2 min read
25 May 2021

Your business needs working capital to ensure that daily operations function smoothly. This cash also comes in handy when expanding your business or when you are faced with unexpected expenses. To ensure that you have funds to cater to these immediate needs, calculate your working capital in a methodical manner.

Here are some factors that you need to take into consideration when you are calculating the right working capital amount for your business.

The priorities of your business

Say you have a chocolate manufacturing business, and are launching a new line of chocolates. To do this, you need different ingredients as compared to your normal production. You also have to hire more machinery, and shift to a larger space in the coming months to ensure smooth operation.

Understanding your business’ growth and needs will help you chalk out the various payments that you have to make. This, in turn, will help you arrive at the ideal working capital amount, after taking into consideration fixed costs.

The operating cycle

Every business has an operating cycle. This cycle starts when you buy raw materials and ends when the final product is converted into sales revenue. The longer it takes for you to complete this cycle, the higher your working capital needs will be. Besides, if your operating cycle doesn’t run smoothly, you will encounter problems along the way. For example, you may find that if payments aren’t coming to you on time, you have to delay making payments to your vendors. This can disrupt your business’ productivity or result in your vendors reducing your payment window.

So, apart from understanding your operating cycle and estimating working capital accordingly, also identify potential problems and use funds from an external source if need be. The sooner you foresee these problems, the easier it will be for you to give your working capital a boost. Raise finance for your business’ working capital with a customised Working Capital Loan from Bajaj Finserv. This loan provides you a range of benefits like quick and easy approvals, fast disbursal of funds, and nominal interest without the need for collateral.
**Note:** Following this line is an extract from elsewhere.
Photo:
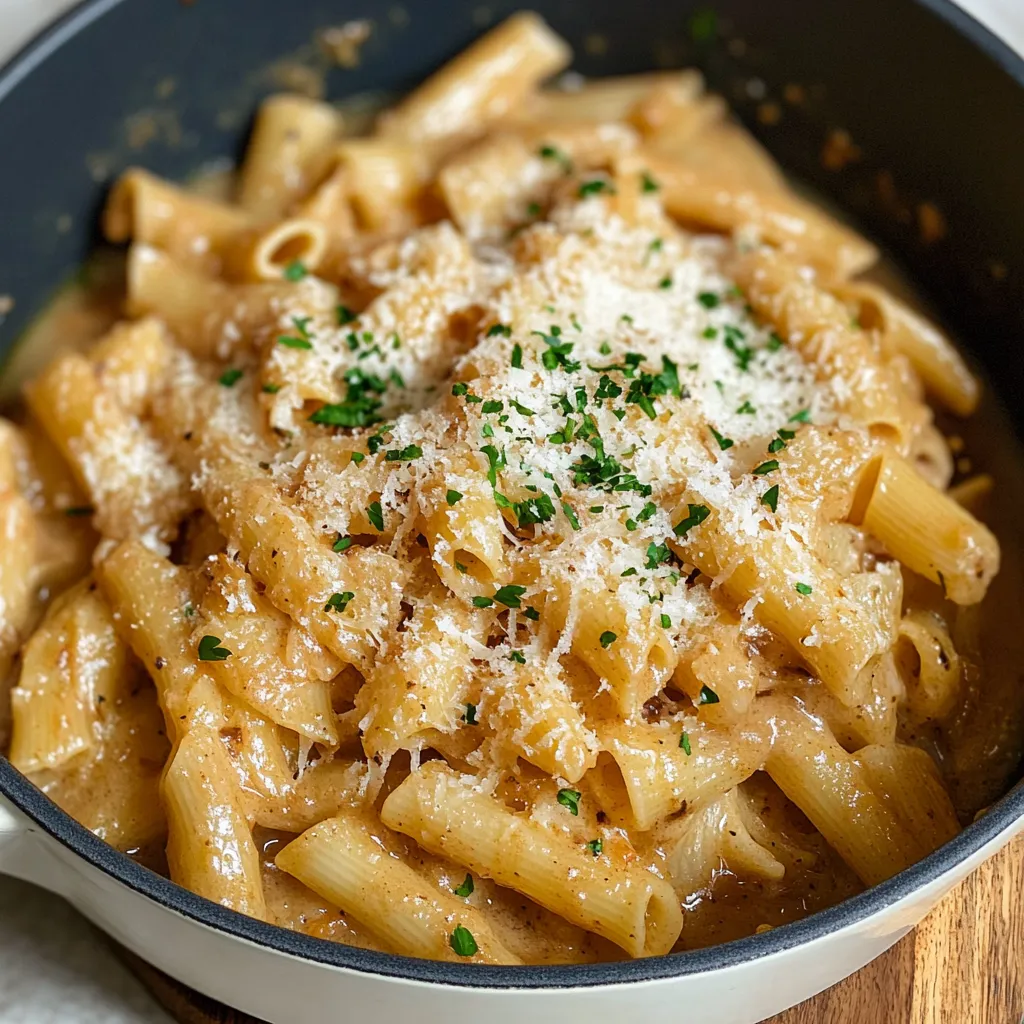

Additional Read: Everything you need to know about the life cycle of working capital

The size of your business

The size of your chocolate manufacturing business will also help you understand how much working capital you need. If you have just one premise that houses your office and factory, you will require less working capital. But, if you have several offices, a factory, and regional offices in other cities, you will need more working capital. This is because you will have to pay higher wages, many electricity bills, rent and maintenance of more than one facility.

The industry you operate in

The nature of your industry will also tell you how much you need to factor in for working capital. For example, if you are manufacturing chocolate, you will have to factor in the cost of cocoa butter and cost of extraction of cocoa seeds. You will also have to factor in the cost of dried fruit and nuts, which can be expensive.

You will also need a temperature-controlled facility to ensure that the chocolate doesn’t seize or spoil. Compare this with a cushion-manufacturing unit. You only have to consider the cost of procuring cotton and casing material, which is easily available and is affordable. So, if the processes associated with your business are unique and are expensive, increase your working capital accordingly. Keeping these factors in mind will help you arrive at the right working capital amount for your business. Keep track of any deficiency so that you can meet it with ease and continue business operations.